The first thing that Shanley and I noticed when we stepped back aboard Sea Dragon after 5 weeks on shore was the smell. Not rank or foul, or any other number of nasty names, but new – a kind of dampness in the air, that had been missing on shore. I’m not sure if it was a side effect of the cold wet trip to Iceland and then down the north sea, or whether we had just gotten acclimatized to the scent of land, but either way, there it was.

We’ve certainly covered a lot of ground (and smells) while Sea Dragon made her way to Europe – conifers and cedar shavings in Maine, where we learned to build small wooden boats, dense, dripping heat as Hurricane Arthur churned by just a few miles offshore of the house where we were staying in North Carolina, wet mud and dirt from melting snow in Lapland.
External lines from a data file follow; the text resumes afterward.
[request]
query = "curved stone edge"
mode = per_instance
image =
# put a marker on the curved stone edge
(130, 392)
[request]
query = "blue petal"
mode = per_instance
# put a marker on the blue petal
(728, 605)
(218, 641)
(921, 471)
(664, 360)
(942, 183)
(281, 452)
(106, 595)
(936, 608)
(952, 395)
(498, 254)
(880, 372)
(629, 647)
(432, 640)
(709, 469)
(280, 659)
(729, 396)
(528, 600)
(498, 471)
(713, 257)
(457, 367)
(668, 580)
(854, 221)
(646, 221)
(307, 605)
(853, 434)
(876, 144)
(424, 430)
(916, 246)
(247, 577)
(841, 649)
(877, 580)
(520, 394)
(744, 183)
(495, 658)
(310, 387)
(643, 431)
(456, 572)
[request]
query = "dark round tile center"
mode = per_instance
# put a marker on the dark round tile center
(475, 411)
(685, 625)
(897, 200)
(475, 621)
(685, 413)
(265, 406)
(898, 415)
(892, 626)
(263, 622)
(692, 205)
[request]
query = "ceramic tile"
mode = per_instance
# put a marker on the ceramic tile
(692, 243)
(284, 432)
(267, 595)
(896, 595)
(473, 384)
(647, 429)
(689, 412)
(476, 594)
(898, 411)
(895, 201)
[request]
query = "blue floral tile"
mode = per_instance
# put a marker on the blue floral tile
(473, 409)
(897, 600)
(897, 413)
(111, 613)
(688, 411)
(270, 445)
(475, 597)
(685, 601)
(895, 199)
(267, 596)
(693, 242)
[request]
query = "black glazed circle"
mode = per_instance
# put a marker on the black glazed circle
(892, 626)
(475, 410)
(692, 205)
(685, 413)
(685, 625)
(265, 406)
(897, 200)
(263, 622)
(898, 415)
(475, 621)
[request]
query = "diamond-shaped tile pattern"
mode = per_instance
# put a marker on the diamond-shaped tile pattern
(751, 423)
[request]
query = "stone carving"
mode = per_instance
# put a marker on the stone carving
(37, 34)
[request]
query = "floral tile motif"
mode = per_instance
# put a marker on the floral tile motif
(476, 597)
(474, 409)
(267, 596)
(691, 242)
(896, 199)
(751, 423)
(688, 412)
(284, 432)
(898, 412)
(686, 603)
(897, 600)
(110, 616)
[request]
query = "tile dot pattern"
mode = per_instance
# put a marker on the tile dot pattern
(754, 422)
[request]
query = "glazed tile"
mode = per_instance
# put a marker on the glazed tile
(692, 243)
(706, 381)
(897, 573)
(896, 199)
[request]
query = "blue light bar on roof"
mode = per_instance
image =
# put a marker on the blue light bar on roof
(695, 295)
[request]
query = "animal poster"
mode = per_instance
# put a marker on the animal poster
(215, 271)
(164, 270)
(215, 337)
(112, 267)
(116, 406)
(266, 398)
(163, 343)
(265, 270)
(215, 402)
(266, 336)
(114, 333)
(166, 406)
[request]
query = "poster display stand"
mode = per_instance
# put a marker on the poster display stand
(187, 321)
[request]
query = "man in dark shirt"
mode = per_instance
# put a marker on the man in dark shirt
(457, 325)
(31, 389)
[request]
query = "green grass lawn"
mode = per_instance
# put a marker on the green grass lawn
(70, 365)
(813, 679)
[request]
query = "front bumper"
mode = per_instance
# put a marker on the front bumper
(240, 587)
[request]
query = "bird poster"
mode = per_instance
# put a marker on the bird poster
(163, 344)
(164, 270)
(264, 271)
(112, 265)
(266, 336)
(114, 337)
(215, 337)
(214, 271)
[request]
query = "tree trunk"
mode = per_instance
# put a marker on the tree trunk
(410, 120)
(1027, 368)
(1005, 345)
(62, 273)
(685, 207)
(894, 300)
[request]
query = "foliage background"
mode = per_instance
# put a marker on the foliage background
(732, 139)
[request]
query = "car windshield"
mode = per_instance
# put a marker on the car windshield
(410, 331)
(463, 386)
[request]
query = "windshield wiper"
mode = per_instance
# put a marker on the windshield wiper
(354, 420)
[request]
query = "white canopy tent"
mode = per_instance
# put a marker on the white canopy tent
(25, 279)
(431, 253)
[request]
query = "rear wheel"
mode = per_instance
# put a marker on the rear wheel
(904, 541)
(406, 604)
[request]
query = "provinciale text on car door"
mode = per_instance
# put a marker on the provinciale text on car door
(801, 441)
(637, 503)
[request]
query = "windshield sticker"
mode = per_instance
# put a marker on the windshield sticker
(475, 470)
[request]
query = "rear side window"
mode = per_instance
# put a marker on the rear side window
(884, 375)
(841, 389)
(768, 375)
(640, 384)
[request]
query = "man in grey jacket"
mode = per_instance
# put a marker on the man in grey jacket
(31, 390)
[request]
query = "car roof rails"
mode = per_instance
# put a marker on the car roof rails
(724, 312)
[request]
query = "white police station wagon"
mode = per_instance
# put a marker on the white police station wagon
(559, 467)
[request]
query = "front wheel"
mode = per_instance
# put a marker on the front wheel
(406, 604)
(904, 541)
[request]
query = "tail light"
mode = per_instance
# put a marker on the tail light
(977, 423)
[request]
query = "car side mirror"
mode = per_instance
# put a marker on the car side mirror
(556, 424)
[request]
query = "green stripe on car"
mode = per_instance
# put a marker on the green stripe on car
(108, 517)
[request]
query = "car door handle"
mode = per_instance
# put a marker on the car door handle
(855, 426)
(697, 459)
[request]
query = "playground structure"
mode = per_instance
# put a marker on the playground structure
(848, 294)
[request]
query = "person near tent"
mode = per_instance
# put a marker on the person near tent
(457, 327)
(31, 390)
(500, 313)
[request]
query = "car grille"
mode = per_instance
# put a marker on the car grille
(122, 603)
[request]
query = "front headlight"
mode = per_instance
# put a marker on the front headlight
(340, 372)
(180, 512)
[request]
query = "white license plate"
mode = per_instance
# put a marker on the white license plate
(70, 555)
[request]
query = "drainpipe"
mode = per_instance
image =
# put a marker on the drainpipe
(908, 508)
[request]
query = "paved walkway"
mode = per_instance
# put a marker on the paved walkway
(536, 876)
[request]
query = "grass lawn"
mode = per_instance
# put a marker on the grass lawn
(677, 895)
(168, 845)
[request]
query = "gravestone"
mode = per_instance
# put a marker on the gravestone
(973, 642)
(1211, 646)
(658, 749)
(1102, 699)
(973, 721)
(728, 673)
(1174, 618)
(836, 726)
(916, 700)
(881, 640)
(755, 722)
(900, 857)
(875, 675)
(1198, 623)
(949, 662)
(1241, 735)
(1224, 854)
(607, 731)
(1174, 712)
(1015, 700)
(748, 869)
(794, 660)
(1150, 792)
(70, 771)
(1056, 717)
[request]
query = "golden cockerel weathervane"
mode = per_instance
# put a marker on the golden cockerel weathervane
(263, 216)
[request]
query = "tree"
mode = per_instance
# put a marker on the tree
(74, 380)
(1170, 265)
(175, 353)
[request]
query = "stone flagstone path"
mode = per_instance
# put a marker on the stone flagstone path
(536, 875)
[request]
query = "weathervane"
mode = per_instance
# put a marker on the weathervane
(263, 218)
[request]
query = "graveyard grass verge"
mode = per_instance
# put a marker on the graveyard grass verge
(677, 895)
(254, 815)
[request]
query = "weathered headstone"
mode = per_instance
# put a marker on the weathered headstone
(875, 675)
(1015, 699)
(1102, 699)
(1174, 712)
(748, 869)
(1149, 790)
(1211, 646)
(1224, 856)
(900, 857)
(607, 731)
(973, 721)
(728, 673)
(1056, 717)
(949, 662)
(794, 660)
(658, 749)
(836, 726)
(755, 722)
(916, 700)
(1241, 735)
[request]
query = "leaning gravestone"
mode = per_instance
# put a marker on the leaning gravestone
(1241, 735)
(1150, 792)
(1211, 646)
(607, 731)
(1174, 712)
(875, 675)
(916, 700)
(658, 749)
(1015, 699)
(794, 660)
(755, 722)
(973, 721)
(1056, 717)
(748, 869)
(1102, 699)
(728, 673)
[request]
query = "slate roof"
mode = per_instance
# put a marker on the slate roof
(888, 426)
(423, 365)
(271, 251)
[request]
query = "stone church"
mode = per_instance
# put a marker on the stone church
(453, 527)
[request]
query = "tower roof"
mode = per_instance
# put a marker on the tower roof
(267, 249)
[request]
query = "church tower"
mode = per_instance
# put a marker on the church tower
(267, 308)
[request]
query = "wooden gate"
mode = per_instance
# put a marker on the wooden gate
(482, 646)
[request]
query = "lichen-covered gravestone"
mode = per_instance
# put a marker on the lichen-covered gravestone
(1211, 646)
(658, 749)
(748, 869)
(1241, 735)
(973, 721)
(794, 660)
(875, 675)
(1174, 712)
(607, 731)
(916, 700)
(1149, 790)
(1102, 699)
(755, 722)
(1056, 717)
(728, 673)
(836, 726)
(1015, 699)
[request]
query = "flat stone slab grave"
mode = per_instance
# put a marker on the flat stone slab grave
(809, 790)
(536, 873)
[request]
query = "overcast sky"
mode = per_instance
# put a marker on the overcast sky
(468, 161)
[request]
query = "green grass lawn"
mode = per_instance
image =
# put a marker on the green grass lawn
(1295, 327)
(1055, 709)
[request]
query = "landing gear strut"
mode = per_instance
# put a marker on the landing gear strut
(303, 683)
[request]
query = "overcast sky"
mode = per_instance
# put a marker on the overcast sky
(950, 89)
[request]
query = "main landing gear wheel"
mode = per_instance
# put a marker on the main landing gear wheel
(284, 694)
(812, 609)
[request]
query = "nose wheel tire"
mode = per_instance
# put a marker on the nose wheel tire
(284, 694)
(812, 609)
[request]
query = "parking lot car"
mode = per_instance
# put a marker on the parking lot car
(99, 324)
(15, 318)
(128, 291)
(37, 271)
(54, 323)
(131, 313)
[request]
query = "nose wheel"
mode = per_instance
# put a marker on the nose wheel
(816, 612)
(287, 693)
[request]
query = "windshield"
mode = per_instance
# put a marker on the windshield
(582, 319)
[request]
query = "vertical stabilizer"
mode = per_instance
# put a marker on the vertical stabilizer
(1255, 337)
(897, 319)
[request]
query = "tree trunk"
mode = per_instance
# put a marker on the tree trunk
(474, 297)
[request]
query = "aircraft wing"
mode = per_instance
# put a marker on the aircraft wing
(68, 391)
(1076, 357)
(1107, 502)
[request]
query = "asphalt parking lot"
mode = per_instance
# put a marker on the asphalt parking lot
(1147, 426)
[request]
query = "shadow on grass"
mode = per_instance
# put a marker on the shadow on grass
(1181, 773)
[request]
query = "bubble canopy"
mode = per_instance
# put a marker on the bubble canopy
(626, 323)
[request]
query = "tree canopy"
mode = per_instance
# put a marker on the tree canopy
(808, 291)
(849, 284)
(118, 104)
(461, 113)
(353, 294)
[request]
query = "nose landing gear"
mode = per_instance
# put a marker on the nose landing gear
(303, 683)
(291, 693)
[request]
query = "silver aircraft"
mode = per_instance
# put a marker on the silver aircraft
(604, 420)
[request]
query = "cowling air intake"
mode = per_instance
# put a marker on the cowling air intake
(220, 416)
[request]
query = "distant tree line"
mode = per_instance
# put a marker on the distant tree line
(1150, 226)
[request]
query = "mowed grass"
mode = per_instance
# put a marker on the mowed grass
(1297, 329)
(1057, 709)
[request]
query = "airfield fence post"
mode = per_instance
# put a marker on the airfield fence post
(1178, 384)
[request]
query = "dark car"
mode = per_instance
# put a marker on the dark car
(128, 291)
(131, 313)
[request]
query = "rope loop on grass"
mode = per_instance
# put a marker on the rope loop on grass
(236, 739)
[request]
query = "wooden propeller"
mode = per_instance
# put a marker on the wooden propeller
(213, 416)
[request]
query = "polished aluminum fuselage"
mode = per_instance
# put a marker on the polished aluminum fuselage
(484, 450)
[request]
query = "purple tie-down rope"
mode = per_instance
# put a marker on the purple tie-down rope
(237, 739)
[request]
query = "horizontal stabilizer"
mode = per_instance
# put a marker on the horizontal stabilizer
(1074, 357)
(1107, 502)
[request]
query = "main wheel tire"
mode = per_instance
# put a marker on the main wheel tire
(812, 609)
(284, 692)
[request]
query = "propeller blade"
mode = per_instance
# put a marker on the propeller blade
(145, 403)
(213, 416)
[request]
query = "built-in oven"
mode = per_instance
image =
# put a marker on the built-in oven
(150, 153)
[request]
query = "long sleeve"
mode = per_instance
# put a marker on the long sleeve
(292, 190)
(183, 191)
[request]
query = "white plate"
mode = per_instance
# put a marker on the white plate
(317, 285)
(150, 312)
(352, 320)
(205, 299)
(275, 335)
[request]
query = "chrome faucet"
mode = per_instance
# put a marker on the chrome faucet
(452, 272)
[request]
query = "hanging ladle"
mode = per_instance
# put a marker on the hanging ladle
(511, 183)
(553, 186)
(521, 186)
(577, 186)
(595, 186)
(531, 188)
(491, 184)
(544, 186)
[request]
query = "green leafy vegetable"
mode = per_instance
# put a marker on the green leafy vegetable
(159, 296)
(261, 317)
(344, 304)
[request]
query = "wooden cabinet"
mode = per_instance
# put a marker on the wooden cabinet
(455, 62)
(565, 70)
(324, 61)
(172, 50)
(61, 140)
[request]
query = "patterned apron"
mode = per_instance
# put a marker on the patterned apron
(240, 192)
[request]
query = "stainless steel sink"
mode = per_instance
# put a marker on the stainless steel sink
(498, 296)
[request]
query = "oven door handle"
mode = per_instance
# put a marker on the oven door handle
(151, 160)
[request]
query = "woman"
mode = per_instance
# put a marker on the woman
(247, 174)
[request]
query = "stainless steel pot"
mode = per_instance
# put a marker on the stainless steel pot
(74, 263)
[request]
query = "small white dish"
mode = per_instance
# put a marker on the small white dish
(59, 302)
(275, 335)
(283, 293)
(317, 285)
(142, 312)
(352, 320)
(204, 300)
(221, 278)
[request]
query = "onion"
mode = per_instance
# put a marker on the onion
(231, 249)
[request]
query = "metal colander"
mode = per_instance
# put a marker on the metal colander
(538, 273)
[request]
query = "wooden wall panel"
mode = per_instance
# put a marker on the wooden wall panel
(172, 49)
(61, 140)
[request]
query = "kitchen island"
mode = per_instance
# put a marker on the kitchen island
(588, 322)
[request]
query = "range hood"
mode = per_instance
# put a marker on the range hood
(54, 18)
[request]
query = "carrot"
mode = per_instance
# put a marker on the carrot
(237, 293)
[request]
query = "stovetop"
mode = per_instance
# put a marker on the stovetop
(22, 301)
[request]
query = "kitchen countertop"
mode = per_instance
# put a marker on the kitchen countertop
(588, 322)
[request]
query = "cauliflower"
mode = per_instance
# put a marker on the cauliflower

In between, of course, the man-made smells of transport – the dry, chemical air of an Austrian Airliner across the Atlantic, the smell of old couches on Amtrak, and wet dogs on the Swedish Night Train.

Now we’re back aboard, and I can’t smell the strange scent anymore – is it gone, as we clean and air out the boat? Or are we merely familiarized? Instead all we can smell is the sea, with the familiar soundtrack of the wind generators chattering away in the stern and halyards clapping against the mast.

It was good to get sailing again, up the coast a few miles from Gothenburg towards a rocky cove near Marstrand, effortless motion in the flat water as the afternoon sea breeze built, followed by a swim in the oddly warm sea. We’ll have to work to remember these moments, to keep trying to find them, as we get back into the swing of the research and programs, dealing with all the day to day stressors and concerns that so easily drive me away from the simple pleasures of the sea, make me feel like I am sometimes more of an office dweller with an inefficient office. But today Sea Dragon is no office, anchored amongst the rocks of Sweden’s west coast, with the sun dipping ever so slowly towards the sea.